This topic describes the best practices for using wide tables to perform tag computing in Hologres.
Background information
In the offline data warehouse model, user tag data is stored in multiple theme- and dimension-oriented tables. This is helpful to build a tag system and maintain and manage data. However, if such a data model is used in online profile analysis to organize tag data, multiple tag tables must be joined to filter tags, which is too costly for database services.
Solution
In the wide table solution, stable property tables are aggregated into wide tables
offline and JOIN operations on multiple tables are converted into operations on a
single wide table. If new tags are required, columns are added to the wide table for
these tags. This solution is suited for the following scenarios:
- Scenarios in which less than 1,000 tags are used.

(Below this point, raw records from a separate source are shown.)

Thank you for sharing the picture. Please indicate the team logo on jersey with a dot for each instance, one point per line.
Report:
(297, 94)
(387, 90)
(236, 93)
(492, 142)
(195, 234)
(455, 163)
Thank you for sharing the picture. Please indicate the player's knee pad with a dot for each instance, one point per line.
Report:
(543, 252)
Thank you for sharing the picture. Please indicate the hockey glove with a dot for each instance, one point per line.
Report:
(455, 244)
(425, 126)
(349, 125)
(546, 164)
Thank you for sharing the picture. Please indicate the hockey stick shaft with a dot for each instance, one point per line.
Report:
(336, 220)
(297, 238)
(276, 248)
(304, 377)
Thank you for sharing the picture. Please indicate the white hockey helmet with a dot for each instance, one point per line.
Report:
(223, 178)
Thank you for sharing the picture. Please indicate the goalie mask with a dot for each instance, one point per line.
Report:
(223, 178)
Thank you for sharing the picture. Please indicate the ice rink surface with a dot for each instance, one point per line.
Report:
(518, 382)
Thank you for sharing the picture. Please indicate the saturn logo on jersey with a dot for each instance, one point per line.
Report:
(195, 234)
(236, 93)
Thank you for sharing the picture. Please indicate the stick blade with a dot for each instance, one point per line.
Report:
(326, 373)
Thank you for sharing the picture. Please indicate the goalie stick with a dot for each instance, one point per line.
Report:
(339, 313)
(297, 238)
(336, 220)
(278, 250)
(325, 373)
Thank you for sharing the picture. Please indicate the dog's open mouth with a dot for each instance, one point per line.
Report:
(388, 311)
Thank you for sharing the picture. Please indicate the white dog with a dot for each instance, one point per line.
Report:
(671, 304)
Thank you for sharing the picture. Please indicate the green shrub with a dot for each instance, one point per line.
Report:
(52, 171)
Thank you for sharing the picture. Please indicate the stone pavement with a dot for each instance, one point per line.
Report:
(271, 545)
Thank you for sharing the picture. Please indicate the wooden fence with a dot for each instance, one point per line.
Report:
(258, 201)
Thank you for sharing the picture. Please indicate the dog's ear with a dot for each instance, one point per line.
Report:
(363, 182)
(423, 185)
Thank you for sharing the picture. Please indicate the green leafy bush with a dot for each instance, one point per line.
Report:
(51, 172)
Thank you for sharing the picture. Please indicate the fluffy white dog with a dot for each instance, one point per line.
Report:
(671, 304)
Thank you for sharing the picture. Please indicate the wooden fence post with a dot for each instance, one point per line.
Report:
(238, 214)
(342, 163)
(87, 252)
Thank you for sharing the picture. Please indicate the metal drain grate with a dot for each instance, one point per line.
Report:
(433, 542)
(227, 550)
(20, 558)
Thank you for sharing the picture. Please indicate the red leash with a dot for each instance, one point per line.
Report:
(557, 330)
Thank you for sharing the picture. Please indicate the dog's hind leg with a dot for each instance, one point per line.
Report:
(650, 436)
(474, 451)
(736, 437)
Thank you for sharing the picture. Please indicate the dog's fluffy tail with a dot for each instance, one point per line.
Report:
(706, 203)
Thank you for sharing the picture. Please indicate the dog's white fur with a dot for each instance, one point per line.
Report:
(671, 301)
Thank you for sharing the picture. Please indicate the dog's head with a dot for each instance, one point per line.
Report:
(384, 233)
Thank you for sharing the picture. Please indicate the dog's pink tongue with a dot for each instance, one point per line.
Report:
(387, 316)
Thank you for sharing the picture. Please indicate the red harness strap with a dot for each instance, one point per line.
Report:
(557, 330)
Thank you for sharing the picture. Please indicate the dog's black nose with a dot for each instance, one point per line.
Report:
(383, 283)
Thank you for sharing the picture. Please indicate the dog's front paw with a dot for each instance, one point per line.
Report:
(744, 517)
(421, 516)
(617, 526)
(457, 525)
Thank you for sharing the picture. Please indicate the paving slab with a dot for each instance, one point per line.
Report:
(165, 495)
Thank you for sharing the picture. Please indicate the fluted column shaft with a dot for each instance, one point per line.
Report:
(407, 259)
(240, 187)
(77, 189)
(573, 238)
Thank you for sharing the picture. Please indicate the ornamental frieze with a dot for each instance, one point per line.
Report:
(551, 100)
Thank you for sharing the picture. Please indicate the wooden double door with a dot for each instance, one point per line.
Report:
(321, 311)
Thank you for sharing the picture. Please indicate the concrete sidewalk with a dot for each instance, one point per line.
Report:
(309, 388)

- Scenarios in which data is infrequently updated.
Use example
In the following example, a wide table is used for profile analysis. SQL statements
are executed to query men (
[gender = Male]
) in the Zhejiang province ([province = Zhejiang]) whose marriage status is married
in the dws_userbase table. We recommend that you set proper indexes for the table based on the query
mode to improve query performance. For more information, see CREATE TABLE. -- The wide table.
BEGIN;
CREATE TABLE dws_userbase
(
uid text not null primary key,
province text,
gender text,
married text
... -- Other property columns.
);
call set_table_property('dws_userbase', 'distribution_key', 'uid');
call set_table_property('dws_userbase', 'bitmap_columns', 'province,gender,married');
END;
-- Query based on basic properties.
SELECT count(distinct uid) as cnt,
married
FROM dws_userbase ub
WHERE province = 'Zhejiang' and gender = 'Male'
GROUP BY married;